Por que o IPCA-15 de hoje importa
A expectativa em torno do dado é de confirmação da desaceleração dos preços. No Boletim Focus divulgado na segunda-feira (27), economistas consultados pelo Banco Central reduziram pela quarta semana seguida a projeção para o IPCA de 2026, de 5,15% para 5,12% — ainda acima do teto da meta, de 4,5%, como registrou o site Movimento Econômico. A estimativa para o IPCA cheio de julho também recuou na pesquisa, de 0,26% para 0,20%.

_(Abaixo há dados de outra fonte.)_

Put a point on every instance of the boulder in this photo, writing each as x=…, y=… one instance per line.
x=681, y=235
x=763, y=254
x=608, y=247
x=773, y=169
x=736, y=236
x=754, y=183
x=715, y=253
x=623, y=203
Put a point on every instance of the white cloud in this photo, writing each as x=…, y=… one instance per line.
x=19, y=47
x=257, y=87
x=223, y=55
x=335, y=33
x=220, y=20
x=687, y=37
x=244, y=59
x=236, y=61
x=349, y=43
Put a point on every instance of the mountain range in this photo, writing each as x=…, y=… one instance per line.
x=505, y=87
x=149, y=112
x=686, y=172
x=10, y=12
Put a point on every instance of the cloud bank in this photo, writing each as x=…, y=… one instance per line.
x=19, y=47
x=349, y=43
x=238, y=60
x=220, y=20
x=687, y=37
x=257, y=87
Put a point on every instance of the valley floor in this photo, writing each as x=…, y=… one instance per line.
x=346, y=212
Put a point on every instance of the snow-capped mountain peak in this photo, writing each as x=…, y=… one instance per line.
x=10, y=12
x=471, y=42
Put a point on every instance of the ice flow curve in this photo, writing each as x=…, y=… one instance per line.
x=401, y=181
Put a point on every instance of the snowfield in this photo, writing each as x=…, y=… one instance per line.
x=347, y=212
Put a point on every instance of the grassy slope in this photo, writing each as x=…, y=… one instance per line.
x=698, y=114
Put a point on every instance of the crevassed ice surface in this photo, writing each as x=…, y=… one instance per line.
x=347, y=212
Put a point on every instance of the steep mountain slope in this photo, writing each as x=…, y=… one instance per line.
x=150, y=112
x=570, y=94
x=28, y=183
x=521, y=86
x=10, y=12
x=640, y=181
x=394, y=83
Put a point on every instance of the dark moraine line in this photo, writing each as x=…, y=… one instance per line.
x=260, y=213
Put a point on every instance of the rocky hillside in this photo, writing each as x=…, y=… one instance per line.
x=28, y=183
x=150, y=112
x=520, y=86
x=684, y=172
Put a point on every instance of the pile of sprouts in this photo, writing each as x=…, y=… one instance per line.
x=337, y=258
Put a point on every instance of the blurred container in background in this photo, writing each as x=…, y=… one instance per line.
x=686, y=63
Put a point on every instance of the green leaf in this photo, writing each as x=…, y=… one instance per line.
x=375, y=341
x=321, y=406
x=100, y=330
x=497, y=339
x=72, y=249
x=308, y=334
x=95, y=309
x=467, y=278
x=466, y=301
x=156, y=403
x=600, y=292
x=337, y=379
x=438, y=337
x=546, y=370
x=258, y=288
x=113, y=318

Um IPCA-15 abaixo do esperado tende a reforçar a aposta de novo corte de juros na semana que vem. Segundo o Bora Investir, portal de notícias da B3, o mercado está majoritariamente posicionado para uma redução de 0,25 ponto percentual na reunião de agosto, o que levaria a Selic a 14% ao ano. No Focus, a mediana para a taxa no fim de 2026 está em 14% pela quinta semana consecutiva. Em junho, o Copom cortou a Selic em 0,25 ponto, de 14,50% para os atuais 14,25%.
Fed decide amanhã, sem novas projeções
Do lado americano, o Fomc, comitê de política monetária do Fed, se reúne hoje e amanhã. O comunicado sai na quarta-feira às 15h (horário de Brasília), seguido de coletiva do presidente da instituição, Kevin Warsh, destaca o Bora Investir. A reunião de julho não inclui a atualização trimestral de projeções dos dirigentes, o chamado "dot plot", lembra o CME Group.
A expectativa predominante é de manutenção dos juros americanos na faixa de 3,50% a 3,75% ao ano, mas investidores vão buscar pistas sobre os próximos passos. A semana nos EUA ainda reserva o PIB do segundo trimestre, a inflação medida pelo índice PCE e balanços de peso — Meta, Microsoft, Apple e Amazon divulgam resultados em meio ao debate sobre o retorno dos investimentos em inteligência artificial.
Pano de fundo: petróleo em queda ajudou
O cenário para a inflação ganhou um alívio adicional no início da semana. Com a retomada do diálogo entre Estados Unidos e Irã reduzindo o temor sobre a oferta global de energia, os preços internacionais do petróleo caíram cerca de 8% na segunda-feira, para a faixa de US$ 85 o barril, segundo o Bora Investir. No pregão, o Ibovespa subiu 0,74% e o dólar fechou a R$ 5,11.
No Brasil, a agenda da semana ainda inclui os dados de emprego da Pnad Contínua e do Caged, usados para medir o fôlego da atividade econômica. A decisão do Copom sobre a Selic sai na quarta-feira da semana que vem, 5 de agosto, no fim do segundo dia de reunião.